The first change that is needed, which we might call fair shares at Westminster, is straightforward and indeed was at one point close to being achieved. The sixth periodic review of Westminster constituencies, which began in 2011, was required first to keep to exactly 600 constituencies and secondly to keep the electorate of each constituency within 5% of the UK average. This is a difficult balance and though it would have required a nearly complete redrawing of the electoral map it would have ensured a sharing of seats between the parts of the UK closely matching their share of the total electorate. It was defeated by petty party politics and squabbling within the coalition. The Liberal Democrats, sulking because their proposals for Lords reform had come to nothing, withdrew support for the review’s recommendations and the four boundary commissions stopped work without producing their final reports. The review has been delayed until at least 2018. This means the next government will be three years into its term before negotiations resume, the boundary commissions will need at least to revise the work done already and the likelihood of proposals that are radical by Westminster standards being passed will be small, as well of course as being dependent on who is in power.

However it is more the legislative effects of devolution that are causing resentment in England. To appreciate how this mess has developed it helps to look at some history.

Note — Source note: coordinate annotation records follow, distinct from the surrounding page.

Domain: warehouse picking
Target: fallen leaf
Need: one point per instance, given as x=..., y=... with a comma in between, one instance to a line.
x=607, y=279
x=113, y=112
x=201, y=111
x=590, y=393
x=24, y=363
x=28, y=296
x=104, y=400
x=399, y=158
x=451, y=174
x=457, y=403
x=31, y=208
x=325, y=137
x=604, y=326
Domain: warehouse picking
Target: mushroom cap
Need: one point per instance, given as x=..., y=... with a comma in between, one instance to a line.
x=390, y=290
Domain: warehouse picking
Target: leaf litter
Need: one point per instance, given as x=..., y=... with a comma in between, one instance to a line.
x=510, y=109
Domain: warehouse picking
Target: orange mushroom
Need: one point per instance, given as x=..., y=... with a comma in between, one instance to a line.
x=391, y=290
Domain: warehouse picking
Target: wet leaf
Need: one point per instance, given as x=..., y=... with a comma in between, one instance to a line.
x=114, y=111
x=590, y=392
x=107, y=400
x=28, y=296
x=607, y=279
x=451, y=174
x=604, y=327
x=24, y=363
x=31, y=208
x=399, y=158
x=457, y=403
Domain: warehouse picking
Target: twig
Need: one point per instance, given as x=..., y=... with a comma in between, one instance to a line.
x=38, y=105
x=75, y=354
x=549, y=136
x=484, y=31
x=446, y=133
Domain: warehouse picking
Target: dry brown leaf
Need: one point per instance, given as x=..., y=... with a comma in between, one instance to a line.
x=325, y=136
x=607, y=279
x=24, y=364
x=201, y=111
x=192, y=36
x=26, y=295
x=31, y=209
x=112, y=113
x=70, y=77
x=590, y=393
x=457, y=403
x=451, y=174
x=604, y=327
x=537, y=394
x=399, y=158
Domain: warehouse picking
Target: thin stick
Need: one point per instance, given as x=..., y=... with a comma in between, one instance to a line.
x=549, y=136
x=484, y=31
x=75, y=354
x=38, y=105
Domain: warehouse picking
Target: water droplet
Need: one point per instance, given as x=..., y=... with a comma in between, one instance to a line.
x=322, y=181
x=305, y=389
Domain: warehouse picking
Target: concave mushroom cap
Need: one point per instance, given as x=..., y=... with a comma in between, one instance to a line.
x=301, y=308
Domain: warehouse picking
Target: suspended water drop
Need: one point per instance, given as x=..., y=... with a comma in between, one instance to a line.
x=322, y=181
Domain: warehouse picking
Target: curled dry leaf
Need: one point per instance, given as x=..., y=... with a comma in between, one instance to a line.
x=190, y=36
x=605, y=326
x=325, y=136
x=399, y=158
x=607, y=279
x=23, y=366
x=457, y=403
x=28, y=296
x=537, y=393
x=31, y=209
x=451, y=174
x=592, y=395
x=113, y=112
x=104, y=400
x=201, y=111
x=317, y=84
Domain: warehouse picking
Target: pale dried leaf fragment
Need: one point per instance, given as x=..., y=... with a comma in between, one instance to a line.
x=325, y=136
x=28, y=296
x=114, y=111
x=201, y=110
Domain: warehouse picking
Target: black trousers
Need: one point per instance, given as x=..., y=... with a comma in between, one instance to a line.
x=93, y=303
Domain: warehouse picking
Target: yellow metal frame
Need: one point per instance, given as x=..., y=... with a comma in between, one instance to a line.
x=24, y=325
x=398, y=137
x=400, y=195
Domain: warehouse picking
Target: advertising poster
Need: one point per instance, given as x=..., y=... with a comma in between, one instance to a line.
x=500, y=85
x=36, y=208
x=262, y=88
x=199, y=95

Devolution in Northern Ireland goes back to the Government of Ireland Act of 1920. This extraordinary piece of legislation (in fairness it was trying to deal with a very intractable problem) provided for the Lord Lieutenant (a long-standing post) to preside in the name of the Crown over separate parliaments for ‘Southern Ireland’ and ‘Northern Ireland’ (I simplify). The two states were to be self-governing in most matters with a short list of areas of legislation reserved to the UK parliament in Westminster: principally succession to the Crown, defence, foreign affairs, international trade, and currency.

The Act never had a chance. A war of independence was going on at the time and neither part of Ireland really wanted the arrangement. The war ended with the Anglo-Irish Treaty of December 1921, which provided for the Irish Free State, this coming formally into being with a Royal Proclamation on 6 December 1922 that brought into effect the Irish Free State Constitution Act after the Irish Constitution had been adopted, quite independently, by the Dáil in October (again I simplify).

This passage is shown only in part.